L’ospedale è separato dalla strada da una cancellata piuttosto alta le cui sbarre di ferro, abbastanza grosse, sono così lontane fra loro che si racconta che dottorini molto sottili siano riusciti a infilarsi tra queste per fare qualche breve visita fuori dall’ospedale.
La parte del corpo che però è più diffìcile da portare fuori è sempre stata la testa; qui, come spesso nel mondo, i più fortunati erano quelli con la testa piccola. Questo dovrebbe bastare come introduzione.
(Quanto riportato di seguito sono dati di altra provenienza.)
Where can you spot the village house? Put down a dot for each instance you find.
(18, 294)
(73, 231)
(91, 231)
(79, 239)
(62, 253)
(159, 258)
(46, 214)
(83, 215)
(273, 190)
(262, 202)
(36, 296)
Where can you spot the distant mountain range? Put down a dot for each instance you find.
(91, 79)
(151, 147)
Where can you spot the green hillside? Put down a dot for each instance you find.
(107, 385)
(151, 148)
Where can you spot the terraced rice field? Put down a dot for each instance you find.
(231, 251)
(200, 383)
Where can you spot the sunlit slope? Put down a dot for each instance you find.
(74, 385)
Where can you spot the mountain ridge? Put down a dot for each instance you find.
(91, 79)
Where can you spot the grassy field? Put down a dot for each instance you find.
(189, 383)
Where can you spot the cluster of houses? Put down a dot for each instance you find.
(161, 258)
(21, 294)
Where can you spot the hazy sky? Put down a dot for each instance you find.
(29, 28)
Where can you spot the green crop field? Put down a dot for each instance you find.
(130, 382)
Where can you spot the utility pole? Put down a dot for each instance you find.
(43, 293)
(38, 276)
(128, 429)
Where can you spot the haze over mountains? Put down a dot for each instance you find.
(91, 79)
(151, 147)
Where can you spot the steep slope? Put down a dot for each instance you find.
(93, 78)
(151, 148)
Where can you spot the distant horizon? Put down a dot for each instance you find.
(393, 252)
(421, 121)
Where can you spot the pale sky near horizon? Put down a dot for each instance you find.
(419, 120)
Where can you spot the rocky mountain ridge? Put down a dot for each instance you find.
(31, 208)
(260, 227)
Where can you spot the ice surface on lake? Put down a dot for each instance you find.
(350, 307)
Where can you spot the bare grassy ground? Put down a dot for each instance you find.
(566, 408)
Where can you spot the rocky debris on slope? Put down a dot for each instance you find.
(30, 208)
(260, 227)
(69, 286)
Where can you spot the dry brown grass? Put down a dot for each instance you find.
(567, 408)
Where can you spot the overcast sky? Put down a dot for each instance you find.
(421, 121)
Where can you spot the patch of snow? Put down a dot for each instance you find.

Uno dei giovani volontari di cui si potrebbe dire che avesse una gran testa, ma solo per quanto riguardava l’aspetto, era di turno quella sera; e pioveva terribilmente. Eppure, nonostante questi due ostacoli, lui voleva uscire, solo per un quarto d’ora, e pensava non fosse qualcosa che valeva la pena di confidare al portiere, quando poteva passare tra quelle sbarre di ferro. Lì vicino c’erano le soprascarpe che la guardia notturna aveva dimenticato; naturalmente il dottorino non sapeva che fossero quelle della felicità: le infilò perché pensava sarebbero state ottime con quel tempo. Ora doveva cercare di passare attraverso le sbarre e non aveva mai provato prima di allora. Arrivò vicino al cancello.
“Se solo avessi già la testa dall’altra parte!” disse e subito, nonostante fosse molto grossa, la testa passò con facilità e felicemente attraverso le sbarre; era stato merito delle soprascarpe, ma ora doveva passare anche il corpo.
“Oh, sono troppo grasso!” esclamò “pensavo che la testa fosse la cosa peggiore, ma adesso non riesco a passare.”
Allora volle riportare indietro la testa, ma non ci riuscì. Poteva tranquillamente muovere il collo, ma era l’unica cosa che riusciva a fare. Per prima cosa si arrabbiò, poi fu preso da una depressione profonda. Le soprascarpe della felicità lo avevano messo in una posizione molto brutta, e sfortunatamente non pensava a desiderare di essere libero; no, cercava di agire e così non riusciva a levarsi da quel posto. La pioggia continuava a scrosciare, ma non si vedeva nessuno per la strada. Il campanello era irraggiungibile, come poteva liberarsi? Si disse che sarebbe rimasto lì fino al mattino, poi avrebbero dovuto chiamare un fabbro per segare le sbarre di ferro, ma non sarebbe accaduto molto in fretta; prima sarebbero passati tutti gli scolaretti vestiti di blu, poi tutti i marinai sarebbero arrivati per vederlo lì intrappolato, ci sarebbe certo stata una folla molto maggiore che per la gigantesca agave dell’anno scorso. “Oh! il sangue mi va alla testa, così impazzisco! Sì, impazzisco! Ah, se solo fossi libero di nuovo, allora starci certo meglio!”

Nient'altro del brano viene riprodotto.